Though a mostly defensive struggle, the eventual C-USA Champions never let the Niners get into their offensive groove, denying them a scoring chance until the fourth quarter. UAB would get the home win to avenge their previous season loss to the Niners, which had been the Niners' only win the previous season.

UAB quarterback A.J. Erdely passed for 214 yards and a touchdown. The Blazers' Spencer Brown had 18 carries for 68 yards and two touchdowns. Blazers' receiver Andre Wilson made the most of his two catches with 67 yards and a touchdown.

Game notes:

First game in the State of Alabama in team history.

WKU Hilltoppers

Sources:

The struggling Hilltoppers rolled into Charlotte for the first time to take on the 49ers at home. The game was low scoring and close at halftime, but Charlotte soon found their offensive stride in the third quarter to put the game well out of reach.

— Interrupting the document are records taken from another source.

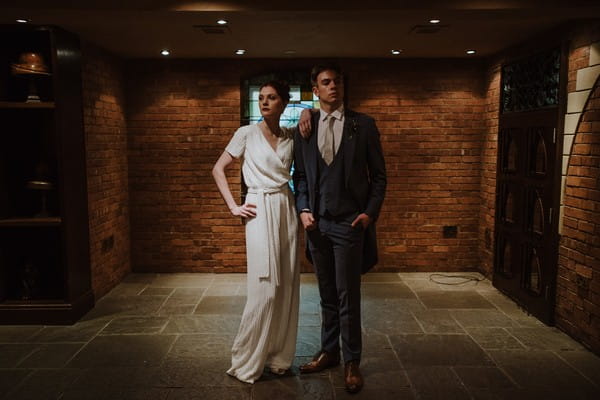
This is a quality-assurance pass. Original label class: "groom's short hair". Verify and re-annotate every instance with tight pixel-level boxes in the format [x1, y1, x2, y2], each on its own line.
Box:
[310, 64, 344, 86]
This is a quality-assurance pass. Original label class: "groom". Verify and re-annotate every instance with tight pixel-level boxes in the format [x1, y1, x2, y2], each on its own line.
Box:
[294, 65, 386, 393]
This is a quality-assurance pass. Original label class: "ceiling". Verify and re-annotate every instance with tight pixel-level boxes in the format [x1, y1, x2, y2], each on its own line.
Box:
[0, 0, 600, 58]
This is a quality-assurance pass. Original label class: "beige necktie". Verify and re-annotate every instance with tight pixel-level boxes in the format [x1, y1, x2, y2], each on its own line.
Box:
[319, 115, 335, 165]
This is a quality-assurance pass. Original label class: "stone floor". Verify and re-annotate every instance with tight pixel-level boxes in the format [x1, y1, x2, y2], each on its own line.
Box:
[0, 273, 600, 400]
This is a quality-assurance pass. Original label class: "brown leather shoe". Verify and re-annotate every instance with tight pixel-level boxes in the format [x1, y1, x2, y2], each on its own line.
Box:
[344, 360, 365, 393]
[300, 350, 340, 374]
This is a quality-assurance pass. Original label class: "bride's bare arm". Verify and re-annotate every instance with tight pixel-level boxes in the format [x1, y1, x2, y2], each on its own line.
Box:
[212, 151, 256, 218]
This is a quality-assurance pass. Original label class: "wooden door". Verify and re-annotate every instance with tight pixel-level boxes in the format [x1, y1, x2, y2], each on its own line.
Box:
[493, 51, 562, 324]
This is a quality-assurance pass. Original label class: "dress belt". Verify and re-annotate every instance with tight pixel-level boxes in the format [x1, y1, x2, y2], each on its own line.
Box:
[248, 183, 288, 286]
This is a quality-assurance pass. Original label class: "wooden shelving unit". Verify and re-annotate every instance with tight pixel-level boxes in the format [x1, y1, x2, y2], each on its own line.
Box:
[0, 25, 94, 324]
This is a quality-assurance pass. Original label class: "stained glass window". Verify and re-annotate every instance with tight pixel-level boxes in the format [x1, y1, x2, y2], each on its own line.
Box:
[248, 85, 319, 127]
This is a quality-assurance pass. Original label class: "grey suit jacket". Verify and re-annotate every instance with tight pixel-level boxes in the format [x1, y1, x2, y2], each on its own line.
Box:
[294, 109, 387, 273]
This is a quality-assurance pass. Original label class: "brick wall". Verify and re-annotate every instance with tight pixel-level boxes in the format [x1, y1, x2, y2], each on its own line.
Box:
[344, 60, 485, 271]
[126, 60, 486, 272]
[82, 44, 130, 299]
[556, 28, 600, 353]
[478, 61, 501, 278]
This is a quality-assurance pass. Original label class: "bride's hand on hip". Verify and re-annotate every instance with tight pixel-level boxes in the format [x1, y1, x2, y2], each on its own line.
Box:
[231, 204, 256, 218]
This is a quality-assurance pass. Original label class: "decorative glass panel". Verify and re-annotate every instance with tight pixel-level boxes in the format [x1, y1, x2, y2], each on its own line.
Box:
[248, 85, 319, 127]
[504, 192, 515, 223]
[504, 135, 518, 171]
[501, 49, 560, 113]
[527, 249, 542, 294]
[532, 190, 544, 235]
[532, 132, 548, 174]
[502, 242, 512, 274]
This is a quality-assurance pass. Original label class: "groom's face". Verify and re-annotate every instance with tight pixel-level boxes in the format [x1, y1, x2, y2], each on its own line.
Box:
[313, 69, 344, 108]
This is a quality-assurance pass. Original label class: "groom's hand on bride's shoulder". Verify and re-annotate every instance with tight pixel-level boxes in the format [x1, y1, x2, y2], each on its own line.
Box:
[298, 108, 318, 139]
[300, 211, 317, 231]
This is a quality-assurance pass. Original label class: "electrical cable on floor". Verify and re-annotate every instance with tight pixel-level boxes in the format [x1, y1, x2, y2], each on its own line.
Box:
[429, 274, 485, 285]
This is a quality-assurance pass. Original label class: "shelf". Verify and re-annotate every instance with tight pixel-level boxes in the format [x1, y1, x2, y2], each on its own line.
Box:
[0, 299, 70, 309]
[0, 217, 62, 228]
[0, 101, 55, 109]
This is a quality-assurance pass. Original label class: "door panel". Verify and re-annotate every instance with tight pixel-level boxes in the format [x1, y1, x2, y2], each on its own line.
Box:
[493, 107, 558, 324]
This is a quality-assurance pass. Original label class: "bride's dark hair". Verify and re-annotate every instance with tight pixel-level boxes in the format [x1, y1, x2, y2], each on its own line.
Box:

Top performers for the game included Charlotte quarterback Chris Reynolds, who threw for 119 yards before a season-ending leg injury took him out of the game. Charlotte's Benny LeMay had 17 carries for 1231 yards and two touchdowns. Charlotte's Victor Tucker had 9 receptions for 91 yards.

Game notes:

Linebacker Juwan Foggie was named the Conference USA Defensive Player of the Week.
Hilltoppers first visit to Jerry Richardson Stadium.

Middle Tennessee Blue Raiders

Sources:

Charlotte would score first and take that lead into the second quarter, but by halftime the Blue Raiders would add two touchdowns of their own. Neither team found points in the third quarter but a costly Charlotte fumble on their own goal line would let the Blue Raider defense score. Charlotte would tack on another touchdown near the end of regulation but it wouldn't be enough to get a win as Charlotte's road woes continued.

Top performers included Middle Tennessee quarterback Brent Stockstill who passed for 111 yards, all three of the Blue Raiders' touchdowns, and an interception. Charlotte's Benny LeMay had 19 carries for 129 yards and a touchdown. Middle Tennessee's Ty Lee had 6 receptions for 60 yards and two touchdowns.

Game notes:

Southern Miss Golden Eagles

Sources:

Charlotte would take an early two touchdown lead in the first quarter, helped by a timely Juwan Foggie interception return on what looked otherwise like a scoring drive for the Golden Eagles. Charlotte held Southern Miss scoreless at the half. Both teams would tack on field goals in the third quarter before Southern Miss finally found the endzone in the fourth quarter. The Golden Eagles would add another touchdown late in the game but a 53-yard fourth quarter field goal from Jonathan Cruz proved to be the difference maker for the Niner's to get the home win.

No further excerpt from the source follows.